Попрощались очень сердечно. Первый раз за тридцать пять лет встреч-прощаний обнял меня и поцеловал. А ведь сентиментальным он не был. Или что-то чувствовал? Не знаю. Говорил, что со здоровьем неважно, что дело идет к операции; даже просил узнать про какого-то врача из ленинградской Военно- медицинской академии. Потом спросил: "Когда ты из Вашингтона в Москву?" — "24 мая". — "Задержись на пару дней и приезжай 25-го на день рождения". — "Конечно, приеду". На том и расстались. 22-го или 23 мая пошел я менять билет в Аэрофлот, а у них уик-энд и в Вашингтоне билет не обменять, надо ехать миль за тридцать в аэропорт. Да и Марине 25-го надо в Москву вернуться. Одним словом, позвонил я Иосифу, объяснил, поздравил. Он сказал: "Ладно, не последний раз видимся!"

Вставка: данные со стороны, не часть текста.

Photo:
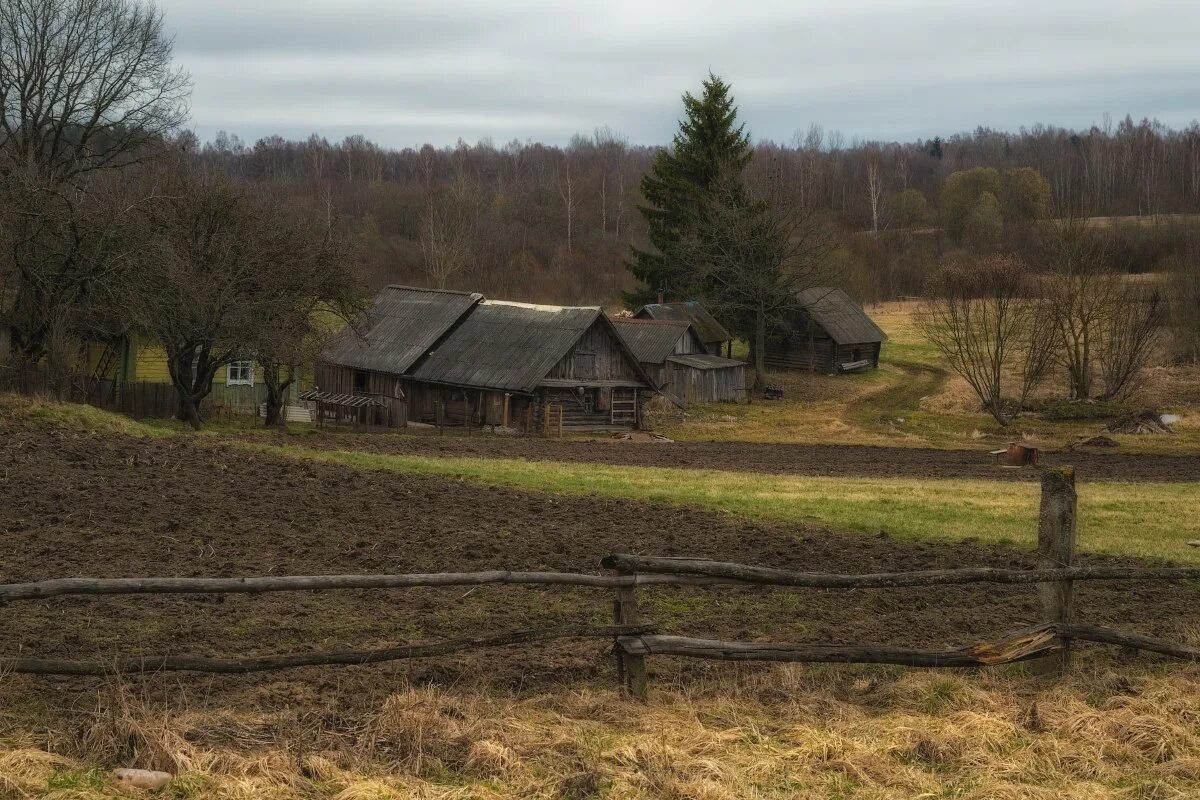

А оказалось — последний. Вернее, 30 января с Женей Рейном и Сашей Кушнером прилетели мы на похороны и видели еще три дня в похоронном доме на Манхэттене, рядом с Мортон-стрит и "Русским самоваром", где три дня мы его поминали… А 1 февраля его отпели. В католическом соборе утром, в православной церкви вечером. И хоронили. Временно, в склепе. А уж летом, в Венеции — навсегда.